The Air’s road manners are refined and borderline athletic. It’s not as sharp as the Porsche Taycan, and its width makes it feel less nimble than an Audi e-tron GT. The 0.82 g of grip on the 19-inch all-season range tire also falls well short of those cars, whereas the previous Dream Edition we tested on the summer 21s did 0.92 g. But the Grand Touring nonetheless offers a compelling blend of comfort and sport. Three driving modes alter the car’s suspension, steering, and powertrain to a surprising degree. Smooth mode, the Air’s most comfortable setting, sets the dampers to soak up bumps as much as possible and limits the horsepower to help preserve range. Swift and Sprint modes are where things get more interesting, with the latter unlocking the maximum horsepower. The dampers are firmed up in these settings for better handling, and the steering dials in a bit more heft as well as some road feel that’s largely absent in the default Smooth mode.
No matter the setting, the Air’s brake pedal feels squishy through the initial bit of travel before firming up as the pads bite at the rotors. Luckily, the Air’s two regenerative braking modes—Standard and High—both are aggressive enough so that drivers can avoid touching the brakes the majority of the time, although some drivers might welcome a less regenerative coast mode. The Air Grand Touring’s 193-foot stop from 70 mph, though, is a disappointing performance, some 30 feet longer than that from the summer-tire-equipped Dream.
The Air’s design to a large degree is both aesthetically pleasing and thoughtful. The front- and rear-seat passenger compartments are more spacious than expected, and interior materials are both premium and contemporary, with soft nappa-leather upholstery and textile-covered dash panels.

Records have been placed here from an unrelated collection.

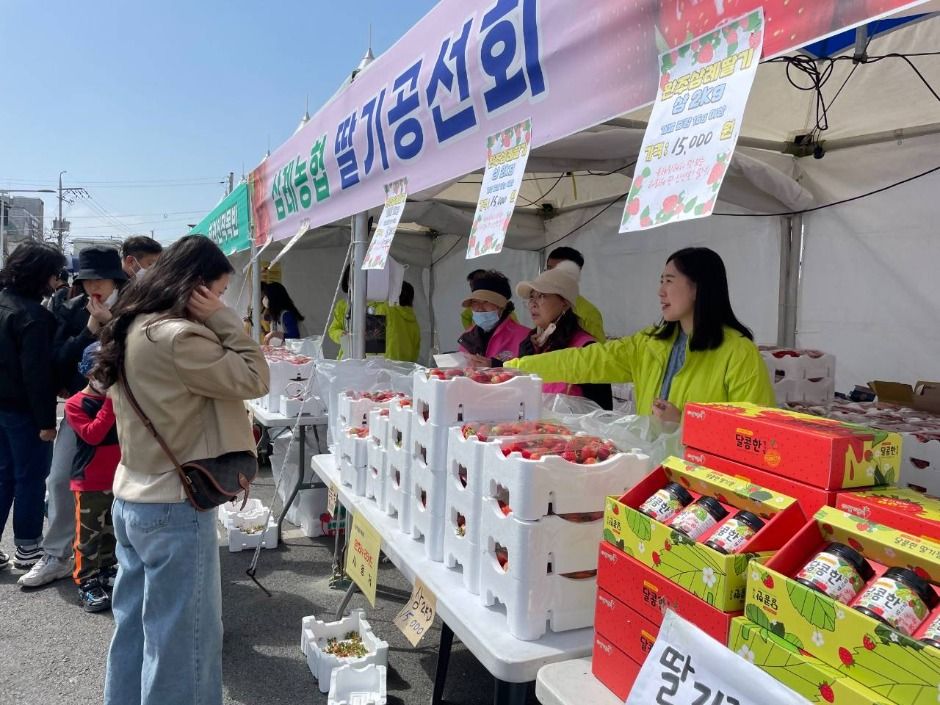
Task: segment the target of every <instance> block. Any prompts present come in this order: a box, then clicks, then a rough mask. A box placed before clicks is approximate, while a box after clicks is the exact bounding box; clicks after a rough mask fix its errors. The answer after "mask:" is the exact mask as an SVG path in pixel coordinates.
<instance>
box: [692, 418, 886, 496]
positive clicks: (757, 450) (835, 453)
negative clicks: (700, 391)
mask: <svg viewBox="0 0 940 705" xmlns="http://www.w3.org/2000/svg"><path fill="white" fill-rule="evenodd" d="M682 442H683V443H684V444H685V445H686V446H689V447H692V448H698V449H700V450H703V451H706V452H709V453H714V454H715V455H719V456H721V457H723V458H728V459H730V460H735V461H737V462H739V463H744V464H745V465H753V466H754V467H756V468H759V469H761V470H766V471H768V472H772V473H776V474H778V475H783V476H785V477H789V478H791V479H799V480H800V481H802V482H805V483H807V484H810V485H815V486H816V487H821V488H823V489H828V490H834V489H841V488H845V489H847V488H851V487H871V486H876V485H891V484H894V482H895V481H896V480H897V478H898V473H899V470H900V464H901V437H900V436H899V435H898V434H896V433H889V432H887V431H879V430H876V429H871V428H867V427H865V426H859V425H857V424H850V423H845V422H842V421H834V420H832V419H825V418H822V417H819V416H810V415H808V414H799V413H796V412H793V411H785V410H783V409H769V408H765V407H760V406H756V405H754V404H687V405H686V407H685V420H684V422H683V432H682Z"/></svg>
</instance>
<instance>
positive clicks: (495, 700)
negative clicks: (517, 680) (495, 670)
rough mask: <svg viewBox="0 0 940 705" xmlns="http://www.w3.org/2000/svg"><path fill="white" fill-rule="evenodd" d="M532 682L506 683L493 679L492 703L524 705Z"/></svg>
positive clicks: (494, 704) (528, 692)
mask: <svg viewBox="0 0 940 705" xmlns="http://www.w3.org/2000/svg"><path fill="white" fill-rule="evenodd" d="M531 685H532V683H507V682H506V681H501V680H499V678H494V679H493V705H525V703H526V700H527V699H528V697H529V686H531Z"/></svg>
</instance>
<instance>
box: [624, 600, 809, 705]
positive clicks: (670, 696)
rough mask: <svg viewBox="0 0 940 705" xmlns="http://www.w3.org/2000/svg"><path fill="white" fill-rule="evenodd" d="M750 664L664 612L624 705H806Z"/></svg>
mask: <svg viewBox="0 0 940 705" xmlns="http://www.w3.org/2000/svg"><path fill="white" fill-rule="evenodd" d="M808 702H809V701H807V700H805V699H804V698H802V697H801V696H799V695H797V694H796V693H794V692H793V691H792V690H790V689H789V688H787V687H786V686H785V685H783V684H782V683H780V682H779V681H777V680H775V679H774V678H773V676H770V675H768V674H767V673H765V672H764V671H762V670H761V669H759V668H758V667H757V666H755V665H754V664H753V663H751V662H750V661H748V660H746V659H744V658H742V657H741V656H739V655H738V654H736V653H734V652H733V651H730V650H728V649H727V648H725V646H724V645H723V644H721V643H720V642H718V641H716V640H715V639H712V638H711V637H710V636H708V635H707V634H706V633H705V632H703V631H702V630H701V629H699V628H698V627H696V626H694V625H692V624H690V623H689V622H687V621H685V620H684V619H682V618H681V617H679V616H678V615H677V614H676V613H675V612H673V611H672V610H666V615H665V617H664V618H663V626H662V628H661V629H660V630H659V634H658V635H657V637H656V641H655V642H653V648H652V650H651V651H650V652H649V655H648V656H647V657H646V661H644V662H643V668H642V669H641V670H640V675H639V676H638V677H637V679H636V682H635V683H634V684H633V689H632V690H631V691H630V695H629V697H628V698H627V702H626V705H649V704H650V703H662V704H663V705H680V703H682V704H688V703H702V704H703V705H705V704H707V705H801V704H803V705H808Z"/></svg>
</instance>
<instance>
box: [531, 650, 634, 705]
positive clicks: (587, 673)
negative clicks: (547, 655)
mask: <svg viewBox="0 0 940 705" xmlns="http://www.w3.org/2000/svg"><path fill="white" fill-rule="evenodd" d="M535 697H537V698H538V699H539V702H540V703H542V705H582V704H583V703H591V705H621V703H620V700H619V699H618V698H617V696H616V695H614V694H613V693H611V692H610V691H609V690H607V687H606V686H605V685H604V684H603V683H601V682H600V681H599V680H597V678H595V677H594V674H593V673H591V659H590V657H585V658H578V659H572V660H570V661H560V662H559V663H550V664H548V665H547V666H543V667H542V668H541V669H540V670H539V674H538V677H537V678H536V679H535Z"/></svg>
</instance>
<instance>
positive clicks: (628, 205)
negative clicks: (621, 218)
mask: <svg viewBox="0 0 940 705" xmlns="http://www.w3.org/2000/svg"><path fill="white" fill-rule="evenodd" d="M763 36H764V15H763V10H761V9H758V10H755V11H754V12H751V13H750V14H748V15H745V16H744V17H741V18H739V19H737V20H734V21H732V22H729V23H728V24H726V25H723V26H722V27H719V28H718V29H716V30H714V31H711V32H709V33H707V34H703V35H702V36H700V37H697V38H696V39H693V40H692V41H691V42H689V43H687V44H684V45H682V46H680V47H677V48H676V49H672V50H671V51H667V52H665V53H663V54H661V55H660V57H659V67H660V81H659V91H658V92H657V94H656V102H655V103H654V105H653V112H652V115H651V116H650V121H649V124H648V125H647V127H646V135H645V136H644V138H643V147H642V148H641V149H640V153H639V157H638V160H637V164H636V168H635V170H634V177H633V183H632V184H631V185H630V193H629V194H628V195H627V201H626V204H625V206H624V211H623V219H622V220H621V223H620V232H622V233H625V232H629V231H633V230H646V229H648V228H655V227H657V226H660V225H664V224H666V223H674V222H677V221H680V220H690V219H692V218H703V217H705V216H708V215H711V213H712V211H713V210H714V208H715V199H716V198H717V197H718V191H719V190H720V189H721V184H722V182H723V181H724V177H725V173H726V172H727V170H728V165H729V164H730V163H731V156H732V154H733V153H734V147H735V145H736V144H737V141H738V135H739V134H740V132H741V121H742V119H743V117H744V108H745V106H746V105H747V97H748V95H749V94H750V91H751V85H752V84H753V83H754V76H755V74H756V72H757V64H758V61H759V59H760V56H761V48H762V46H763Z"/></svg>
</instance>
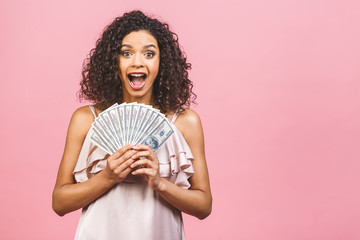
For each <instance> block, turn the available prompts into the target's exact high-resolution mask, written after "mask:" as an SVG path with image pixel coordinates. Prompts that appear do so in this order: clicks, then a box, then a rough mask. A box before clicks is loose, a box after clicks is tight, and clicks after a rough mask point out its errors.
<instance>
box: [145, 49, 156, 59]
mask: <svg viewBox="0 0 360 240" xmlns="http://www.w3.org/2000/svg"><path fill="white" fill-rule="evenodd" d="M144 55H145V57H147V58H152V57H153V56H154V55H155V53H154V52H153V51H147V52H146V53H145V54H144Z"/></svg>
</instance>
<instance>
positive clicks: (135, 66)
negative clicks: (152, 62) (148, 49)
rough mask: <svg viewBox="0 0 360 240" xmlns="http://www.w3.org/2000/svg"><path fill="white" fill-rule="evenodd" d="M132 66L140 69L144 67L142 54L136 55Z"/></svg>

Cleverly located storage bins, including one hidden beneath the lower infotainment display screen, provide ample places to stash smaller items, and the Air’s cargo capacity is adequate thanks to a deep well under the car’s hood and a wide-mouthed, if somewhat awkwardly accessed, trunk.
Missteps are few, but they include a wireless charging pad that could accommodate an iPhone 13 Pro Max only when the phone was inserted caseless and upside down. Similar to the Tesla Model X SUV, the Lucid Air’s windshield runs uninterrupted up and over the roof, creating a wide-open view for everyone inside. This type of vehicular showmanship is sure to impress prospective buyers when they first slide behind the wheel, but the wow factor quickly becomes a sweat-on-the-brow factor when the car sits in the sun.
To match the Air’s cutting-edge electric powertrain, Lucid has installed an equally impressive infotainment system, but its software is still a work in progress. The curved 34.0-inch display and onscreen graphics give the interface a high-end look, but the software occasionally lags, and accessing simple features sometimes requires wading through submenus. Lucid assures us that enhancements are on the way via over-the-air updates and says that as many as 17 updates have already been pushed out to customer cars since the Air’s launch. Apple CarPlay and Android Auto are on the list to be added to the infotainment system but haven’t yet been enabled. The unfinished nature of the infotainment software combined with some body creaks and squeaks remind us that this is an early-build car from a brand-new automaker.
Still, as a first stab at luxury EV motoring, the Lucid Air is a mighty impressive piece with many traits both car enthusiasts and technology aficionados will appreciate. Lucid, for the most part, has avoided the temptation of stunt engineering and instead focused on creating a groundbreaking electric car with excellence rooted in performance and efficiency.